Real World Diesel Engine Greenhouse Gas Emissions for Diesel Fuel and B100

The transport sector is one of the major contributors to greenhouse gas emissions. This study investigated three greenhouse gases emitted from road transport using a probe vehicle: CO₂, N₂O and CH₄ emissions as a function temperature. It should be highlighted that methane is a greenhouse gas that similarly to carbon dioxide contributes to global warming and climate change. An oxidation catalyst was used to investigate CO₂, N₂O and CH₄ GHG emissions over a real-world driving cycle that included urban congested traffic and extra-urban driving conditions. The results were determined under hot start conditions, but in congested traffic the catalyst cooled below its light-off temperature and this resulted in considerable N₂O emissions as the oxidation catalyst temperature was in the N₂O formation band.
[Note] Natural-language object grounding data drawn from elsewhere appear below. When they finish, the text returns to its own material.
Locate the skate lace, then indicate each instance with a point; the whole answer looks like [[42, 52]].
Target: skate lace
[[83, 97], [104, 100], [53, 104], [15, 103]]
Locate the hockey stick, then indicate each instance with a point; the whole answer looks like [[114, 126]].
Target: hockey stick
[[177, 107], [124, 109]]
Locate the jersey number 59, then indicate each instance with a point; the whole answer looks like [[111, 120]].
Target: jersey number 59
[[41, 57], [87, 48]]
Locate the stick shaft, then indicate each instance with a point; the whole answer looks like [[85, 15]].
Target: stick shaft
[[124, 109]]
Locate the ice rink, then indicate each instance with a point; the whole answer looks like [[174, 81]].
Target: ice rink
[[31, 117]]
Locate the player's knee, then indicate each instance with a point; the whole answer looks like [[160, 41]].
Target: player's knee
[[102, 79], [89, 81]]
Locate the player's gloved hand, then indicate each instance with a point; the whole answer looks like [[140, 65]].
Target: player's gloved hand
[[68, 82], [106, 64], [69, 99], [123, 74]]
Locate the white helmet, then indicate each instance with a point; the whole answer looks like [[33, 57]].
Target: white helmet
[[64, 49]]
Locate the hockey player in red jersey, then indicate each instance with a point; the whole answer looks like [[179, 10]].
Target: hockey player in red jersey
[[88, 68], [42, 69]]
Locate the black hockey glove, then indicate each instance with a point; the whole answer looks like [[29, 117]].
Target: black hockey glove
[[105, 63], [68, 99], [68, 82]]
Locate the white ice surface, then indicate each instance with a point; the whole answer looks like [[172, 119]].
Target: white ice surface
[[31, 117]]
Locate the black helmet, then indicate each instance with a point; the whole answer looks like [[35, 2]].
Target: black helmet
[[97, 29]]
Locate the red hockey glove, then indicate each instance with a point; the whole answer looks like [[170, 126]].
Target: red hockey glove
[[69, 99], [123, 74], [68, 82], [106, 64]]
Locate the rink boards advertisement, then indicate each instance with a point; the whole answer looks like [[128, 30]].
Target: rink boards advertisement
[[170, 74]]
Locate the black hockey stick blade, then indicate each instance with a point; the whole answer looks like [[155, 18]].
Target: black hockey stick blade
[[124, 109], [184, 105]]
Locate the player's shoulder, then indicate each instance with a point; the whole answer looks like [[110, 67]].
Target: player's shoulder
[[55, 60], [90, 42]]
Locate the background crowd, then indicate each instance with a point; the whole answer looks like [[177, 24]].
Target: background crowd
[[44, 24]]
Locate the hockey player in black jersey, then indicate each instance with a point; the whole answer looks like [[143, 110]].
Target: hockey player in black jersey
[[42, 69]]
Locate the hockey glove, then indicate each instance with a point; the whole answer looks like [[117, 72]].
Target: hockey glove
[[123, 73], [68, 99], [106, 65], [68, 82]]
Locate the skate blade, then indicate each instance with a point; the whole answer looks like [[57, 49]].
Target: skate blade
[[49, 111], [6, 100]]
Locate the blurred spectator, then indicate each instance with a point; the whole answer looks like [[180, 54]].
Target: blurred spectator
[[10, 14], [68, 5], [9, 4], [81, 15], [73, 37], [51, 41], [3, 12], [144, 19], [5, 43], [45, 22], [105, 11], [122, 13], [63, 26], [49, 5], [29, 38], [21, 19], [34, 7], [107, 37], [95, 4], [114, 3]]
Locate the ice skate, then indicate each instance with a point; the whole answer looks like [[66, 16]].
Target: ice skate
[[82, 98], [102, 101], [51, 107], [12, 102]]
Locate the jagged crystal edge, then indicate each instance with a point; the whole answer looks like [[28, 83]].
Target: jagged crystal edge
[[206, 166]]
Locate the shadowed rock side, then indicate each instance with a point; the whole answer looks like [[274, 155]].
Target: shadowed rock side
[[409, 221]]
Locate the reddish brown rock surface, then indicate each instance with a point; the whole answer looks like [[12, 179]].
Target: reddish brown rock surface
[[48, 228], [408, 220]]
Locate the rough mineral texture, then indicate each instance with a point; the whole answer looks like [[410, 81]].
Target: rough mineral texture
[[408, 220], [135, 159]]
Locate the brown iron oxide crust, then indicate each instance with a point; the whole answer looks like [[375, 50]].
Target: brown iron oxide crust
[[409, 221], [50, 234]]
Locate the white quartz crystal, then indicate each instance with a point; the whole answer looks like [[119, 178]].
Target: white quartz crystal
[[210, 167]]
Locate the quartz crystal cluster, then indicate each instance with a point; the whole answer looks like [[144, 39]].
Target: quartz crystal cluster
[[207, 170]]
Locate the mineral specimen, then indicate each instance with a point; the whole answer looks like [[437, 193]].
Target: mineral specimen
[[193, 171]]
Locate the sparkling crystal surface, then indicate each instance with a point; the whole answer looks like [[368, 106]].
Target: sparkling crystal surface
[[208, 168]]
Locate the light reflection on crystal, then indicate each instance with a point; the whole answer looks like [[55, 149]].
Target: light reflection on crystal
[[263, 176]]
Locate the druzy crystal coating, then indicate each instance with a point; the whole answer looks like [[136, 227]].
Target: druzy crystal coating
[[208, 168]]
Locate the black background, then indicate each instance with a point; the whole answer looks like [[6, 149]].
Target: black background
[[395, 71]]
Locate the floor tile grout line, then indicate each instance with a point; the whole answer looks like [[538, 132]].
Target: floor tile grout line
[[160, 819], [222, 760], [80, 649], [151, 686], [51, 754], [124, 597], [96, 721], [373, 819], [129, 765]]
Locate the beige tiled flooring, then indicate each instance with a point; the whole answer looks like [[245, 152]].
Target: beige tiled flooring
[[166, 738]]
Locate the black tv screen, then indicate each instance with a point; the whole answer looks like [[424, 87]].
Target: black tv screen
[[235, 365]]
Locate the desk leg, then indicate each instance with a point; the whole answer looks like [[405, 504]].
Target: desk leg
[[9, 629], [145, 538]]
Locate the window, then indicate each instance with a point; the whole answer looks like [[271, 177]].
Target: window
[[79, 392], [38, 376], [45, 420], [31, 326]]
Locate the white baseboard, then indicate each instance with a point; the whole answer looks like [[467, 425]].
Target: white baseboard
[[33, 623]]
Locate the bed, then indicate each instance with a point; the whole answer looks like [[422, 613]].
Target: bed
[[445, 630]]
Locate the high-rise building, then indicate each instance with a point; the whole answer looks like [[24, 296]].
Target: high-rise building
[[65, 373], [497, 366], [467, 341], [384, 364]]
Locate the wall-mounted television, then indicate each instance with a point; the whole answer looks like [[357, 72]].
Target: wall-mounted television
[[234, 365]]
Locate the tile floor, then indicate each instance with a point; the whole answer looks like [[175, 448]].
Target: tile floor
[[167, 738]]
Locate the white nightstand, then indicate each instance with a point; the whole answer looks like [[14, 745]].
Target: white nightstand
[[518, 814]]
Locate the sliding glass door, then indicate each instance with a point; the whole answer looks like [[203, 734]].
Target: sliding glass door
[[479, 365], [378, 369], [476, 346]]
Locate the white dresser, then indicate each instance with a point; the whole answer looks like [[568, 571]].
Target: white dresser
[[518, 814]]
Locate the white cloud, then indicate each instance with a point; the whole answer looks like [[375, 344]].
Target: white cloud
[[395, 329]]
This showed higher N₂O during hot start than for diesel fuel and B100 were compared. The B100 fuel was Fatty Acid Methyl Ester (FAME), derived from waste cooking oil, which was mainly RME. A multifunctional additive package was added at 800 ppm to control fuel injector deposit formation. GHG emissions were monitored using an on-board heated Temet FTIR exhaust emission analyzer. A Horiba onboard emissions-measuring system was also used to measures the exhaust mass flow rate together with air/fuel ratio. 172 g/km was the certified CO₂ value based on the standard test cycle and in the real-world driving the vehicle's CO₂ was similar. Methane emissions were negligible, and N₂O emissions were higher than for SI engines with a TWC, which was not expected, but this was due to the lower catalyst temperatures and the more frequent occurrence of stop/start events in congested traffic.